Waarom dit boek niet op de lijst staat? Aan de impact van het boek kan het niet liggen.

Van Pallieter werden in de loop van de vorige eeuw meer dan een miljoen exemplaren verkocht. Het boek was een grote bestseller in Nederland, Duitsland en de Verenigde Staten (300.000 exemplaren), en heeft zo het beeld van Vlaanderen en de Vlaming ongetwijfeld mee bepaald.

Mogelijk hadden de selectieheren en -dames van de KANTL dat liever anders gezien. Ze zouden niet de enigen zijn die de herinnering aan Timmermans’ vrolijke, maar immer ongemanierde held nog het liefst van al zouden uitwissen.

Makkelijk zal dat hoe dan ook niet zijn. Het hoofdpersonage naar wie de roman is vernoemd, leeft vandaag nog altijd verder in de naam van tientallen, zo niet honderden Vlaamse én Nederlandse horecazaken en verenigingen. Pallieter is bovendien een van de weinige literaire figuren die een plek kreeg in Van Dale, waar hij ook in de meest recente editie nog te boek staat als ‘een levenslustige kerel’.

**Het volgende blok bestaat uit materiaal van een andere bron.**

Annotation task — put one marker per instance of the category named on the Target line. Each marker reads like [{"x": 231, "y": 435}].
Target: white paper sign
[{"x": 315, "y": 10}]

‘Alleen al om wat hij vandaag nog betekent, verdient Pallieter een plek in die Vlaamse literaire canon’, vindt Kevin Absillis, docent moderne Nederlandstalige literatuur aan de Universiteit Antwerpen. ‘Zo’n canon dient niet om je eigen goede smaak te etaleren, maar om het collectieve geheugen te ontsluiten voor nieuwe generaties. Of we dat nu leuk vinden of niet: Pallieter heeft een grote impact gehad op de Vlaamse cultuur en geschiedenis, de romanheld is en blijft een icoon. De Vlaamse cultuur en geschiedenis kun je niet volledig begrijpen als je de figuur Pallieter niet kent.’

Blote flikker

Absillis voorzag de nieuwste editie van Pallieter van een uitgebreid nawoord. Daarin probeert hij te verklaren waarom er over de roman de afgelopen decennia nauwelijks nog een goed woord is geschreven of gezegd.

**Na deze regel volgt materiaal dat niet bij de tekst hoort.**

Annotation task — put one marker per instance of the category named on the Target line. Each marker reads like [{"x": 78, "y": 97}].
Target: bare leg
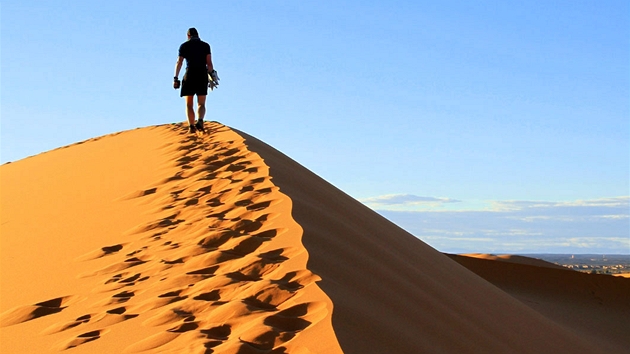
[
  {"x": 190, "y": 111},
  {"x": 201, "y": 107}
]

Misschien wel de belangrijkste factor is volgens hem de karikatuur die er van Timmermans’ bekendste creatuur is gemaakt. Pallieter, de boerse, bourgondische levensgenieter. Wie het boek (her)leest, kan er ook moeilijk naast. Timmermans’ personage leent zich makkelijk tot een dergelijke karikatuur. Pallieter zou je de Vlaamse variant van de nobele wilde kunnen noemen. Hij ontwaakt als de haan hem wakker roept, om vervolgens ‘in zijn bloten flikker naar de Nethe’ te lopen. Werken doet hij niet of nauwelijks, liever gaat hij op in de natuur, zingt hij een ‘lieke’ of speelt hij met veel smaak een paar stevige boterhammen binnen, dik belegd met ‘zuute boter, plattekees en radeskes’.

Absillis doet er niet flauw over. ‘Natuurlijk is Pallieter ook die folkloristische figuur’, zegt hij. ‘Ik verbied uiteraard niemand om hem zo te lezen. Ik wil er alleen maar op wijzen dat hij nog veel meer is dan dat. Pallieter is ook een non-conformist, een antibourgeois en een ecologist avant la lettre. Het probleem is dat door de karikatuur al het moderne is ondergesneeuwd. Dat geldt overigens ook voor de roman zelf. Pallieter wordt vandaag gereduceerd tot een kneuterige heimatroman. Dat getuigt – voorzichtig uitgedrukt – van een zeer eenzijdige lezing. Aan het eind van het boek trekt Pallieter samen met zijn gezin de wijde wereld in, en wordt er hardop gefantaseerd over een huwelijk ‘mè ne neger’. Voor een zogenaamde blut und boden-roman lijkt me dat toch een merkwaardig einde. Elders in de roman is er ook die overweldigende vliegtuigscène. Uit dat hoofdstuk spreekt een grote, bijzonder moderne fascinatie voor de techniek. Timmermans een futurist noemen, gaat een paar stappen te ver, maar vergis je niet: het werk van Filippo Marinetti had hij wel degelijk gelezen.’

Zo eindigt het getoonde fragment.